I Vote for the Human Brain
To further reinforce my geeky reputation, I’ve been reading about the advancements in Big Data and Artificial Intelligence (AI). In my profession, there are voices that say Big Data and AI will automate the insights function. My opinion: these professionals still view themselves as data collectors and not data interpreters.
Each advancement in technology brings better and better tools for the collection, organization, and management of information. Still, it takes a human to look at the information and make sense of it.
The creative mind is essential to innovation, and neurobehavioral science has proven that the creative brain is physically different. Brain scans have shown that creative people simultaneously engage brain networks that don’t commonly work together. In fact, researchers have used the data from brain scans to accurately predict the creativity of a person’s ideas. Wow.
Last year, different researchers tested a language processing technology that assisted with the organization of massive amounts of social media Big Data and then submitted the output to a simulated ideation exercise.

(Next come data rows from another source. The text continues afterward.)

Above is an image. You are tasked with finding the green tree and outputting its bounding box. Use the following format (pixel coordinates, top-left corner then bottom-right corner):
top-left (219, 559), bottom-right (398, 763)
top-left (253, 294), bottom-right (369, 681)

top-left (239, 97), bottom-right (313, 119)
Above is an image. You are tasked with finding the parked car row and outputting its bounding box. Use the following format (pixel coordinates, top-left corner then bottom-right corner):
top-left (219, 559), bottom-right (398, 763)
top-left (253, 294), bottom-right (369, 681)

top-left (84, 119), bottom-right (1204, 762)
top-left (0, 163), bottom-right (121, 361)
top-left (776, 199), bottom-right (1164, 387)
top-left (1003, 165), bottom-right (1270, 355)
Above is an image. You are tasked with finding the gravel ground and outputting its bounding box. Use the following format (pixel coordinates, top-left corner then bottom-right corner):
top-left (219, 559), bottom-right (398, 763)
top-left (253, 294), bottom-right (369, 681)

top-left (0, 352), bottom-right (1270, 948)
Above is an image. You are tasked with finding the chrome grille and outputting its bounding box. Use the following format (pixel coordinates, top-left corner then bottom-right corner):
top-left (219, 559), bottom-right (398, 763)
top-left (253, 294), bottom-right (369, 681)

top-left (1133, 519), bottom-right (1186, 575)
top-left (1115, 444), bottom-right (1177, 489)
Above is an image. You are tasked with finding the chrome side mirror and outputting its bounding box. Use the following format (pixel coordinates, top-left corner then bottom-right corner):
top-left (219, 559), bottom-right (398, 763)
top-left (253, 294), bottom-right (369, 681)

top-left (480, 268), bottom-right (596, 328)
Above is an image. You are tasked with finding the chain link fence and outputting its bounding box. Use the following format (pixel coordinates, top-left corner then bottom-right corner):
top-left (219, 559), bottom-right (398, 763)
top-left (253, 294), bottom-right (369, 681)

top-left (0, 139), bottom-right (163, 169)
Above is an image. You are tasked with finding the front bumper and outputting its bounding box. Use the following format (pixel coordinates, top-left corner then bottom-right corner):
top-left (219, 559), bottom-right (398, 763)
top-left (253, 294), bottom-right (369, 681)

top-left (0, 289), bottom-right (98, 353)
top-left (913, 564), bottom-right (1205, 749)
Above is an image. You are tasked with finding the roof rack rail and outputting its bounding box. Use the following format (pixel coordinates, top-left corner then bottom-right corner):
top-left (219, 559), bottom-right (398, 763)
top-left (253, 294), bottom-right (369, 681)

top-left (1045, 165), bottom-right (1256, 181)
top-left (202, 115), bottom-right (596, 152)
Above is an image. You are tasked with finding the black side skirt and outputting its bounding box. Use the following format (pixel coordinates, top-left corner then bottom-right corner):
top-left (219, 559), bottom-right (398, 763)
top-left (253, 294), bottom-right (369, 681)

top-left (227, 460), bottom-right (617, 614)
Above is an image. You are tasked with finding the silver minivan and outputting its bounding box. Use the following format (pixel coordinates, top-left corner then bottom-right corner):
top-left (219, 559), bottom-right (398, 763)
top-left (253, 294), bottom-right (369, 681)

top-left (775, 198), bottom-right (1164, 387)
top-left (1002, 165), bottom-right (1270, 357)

Just as we do in a human-powered ideation session, the technology aided the identification of product concept themes by organizing common and related words. The software would then throw in a seemingly-unrelated or unexpected word to prompt more divergent thinking. Researchers concluded that the technology elevated the efficiency of the process and overall creativity of the ideas.
My point in all of this: just as technology has done for the past 30 years, this new tool elevated the outcome and efficiency of the process. However, it still took humans to generate the product concepts and to evaluate novelty.
If you’d like to better understand your creative potential, take our TeamBuilder assessment. (We haven’t yet invested in brain scans to improve participant quality in our ideation sessions, but the thought has crossed my mind.)
The evidence is mounting that traditional psychometric tests like TeamBuilder (which is based on Myers Briggs®) correlate well with what scientists see under the microscope.